Procedures and Sessions

The Assembly convened in plenary sessions and ad hoc committee meetings, employing procedural rules modeled on national legislatures like the Parliament of the United Kingdom and supranational precedents from the Council of Europe Parliamentary Assembly. Committees addressed areas including industrial policy, social policy, external relations with entities such as the Organisation for European Economic Co-operation and the North Atlantic Treaty Organization, and legal affairs referencing doctrines from the European Court of Human Rights. Voting procedures, quorum requirements, and agenda-setting were negotiated among delegations and influenced by parliamentary practices from the Bundesrat and the Italian Chamber of Deputies.
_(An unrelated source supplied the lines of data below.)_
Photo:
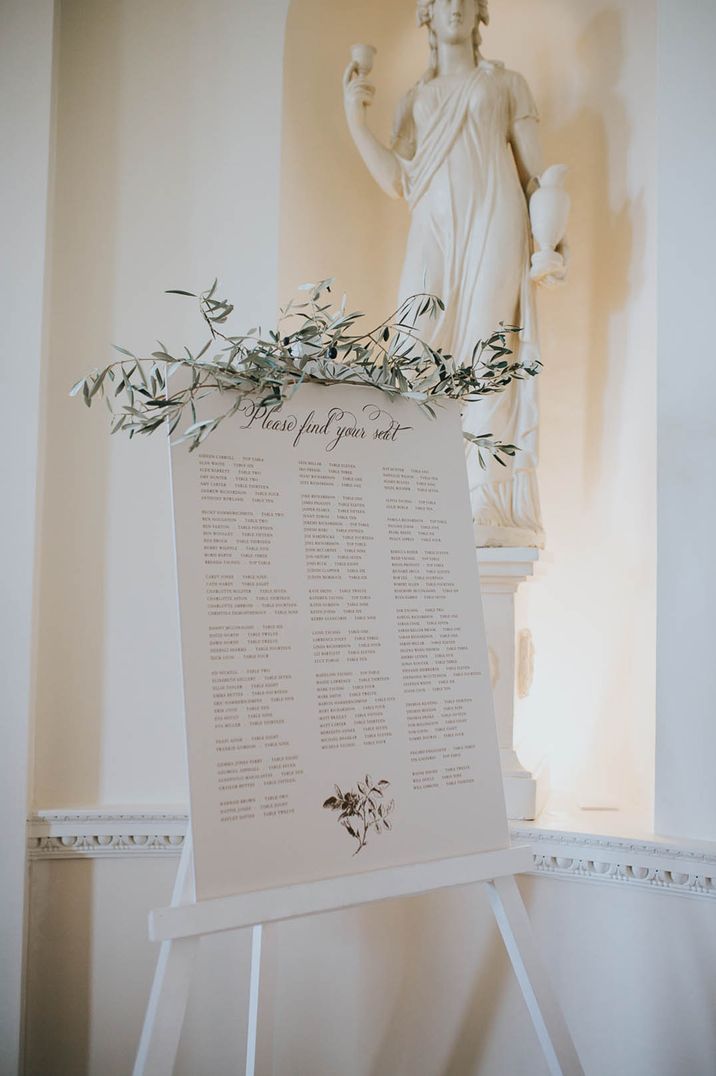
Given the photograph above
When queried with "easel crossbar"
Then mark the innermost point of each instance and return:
(308, 898)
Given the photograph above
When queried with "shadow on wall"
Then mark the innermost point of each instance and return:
(608, 225)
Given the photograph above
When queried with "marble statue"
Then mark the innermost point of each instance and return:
(465, 154)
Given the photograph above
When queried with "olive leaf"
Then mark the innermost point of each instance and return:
(312, 342)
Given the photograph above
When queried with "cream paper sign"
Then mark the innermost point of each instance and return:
(338, 704)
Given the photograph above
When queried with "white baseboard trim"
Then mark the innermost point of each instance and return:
(685, 869)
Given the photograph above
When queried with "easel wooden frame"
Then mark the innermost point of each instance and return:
(180, 926)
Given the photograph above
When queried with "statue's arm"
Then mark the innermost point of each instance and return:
(527, 149)
(524, 139)
(380, 161)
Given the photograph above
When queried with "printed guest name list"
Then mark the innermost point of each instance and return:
(332, 632)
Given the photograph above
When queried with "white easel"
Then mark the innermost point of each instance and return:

Relationship with Other ECSC Institutions

Institutionally, the Assembly interacted with the High Authority, the Council of Ministers, and the ECSC Court of Justice. It provided democratic legitimacy and public scrutiny akin to relationships between the United States Congress and the Executive Office of the President or between the German Bundestag and the federal government. The Assembly's opinions and resolutions shaped policy deliberations in the Council of Ministers and influenced administrative decisions of the High Authority, while disputes could be subject to interpretation by the Court of Justice of the European Coal and Steel Community, paralleling interactions seen in the European Court of Justice’s jurisprudence.

Legacy and Dissolution

The Common Assembly's consultative model and institutional experience contributed directly to the creation of the directly elected European Parliament through the Treaties of Rome (1957) and later treaties such as the Merger Treaty (1965), which led to the 1967 fusion of executive institutions and the Assembly’s evolution into the European Parliamentary Assembly. Prominent figures associated with the Assembly—Paul-Henri Spaak, Altiero Spinelli, Robert Schuman—left intellectual and institutional legacies echoed in later documents like the Spinelli Plan and debates at the European Council. The Assembly’s records informed scholarship in fields covered by institutions like the College of Europe and archives in Luxembourg City and Strasbourg, and its dissolution formalized the transition from sectoral supranational governance to broader European integration embodied by the European Communities and eventually the European Union.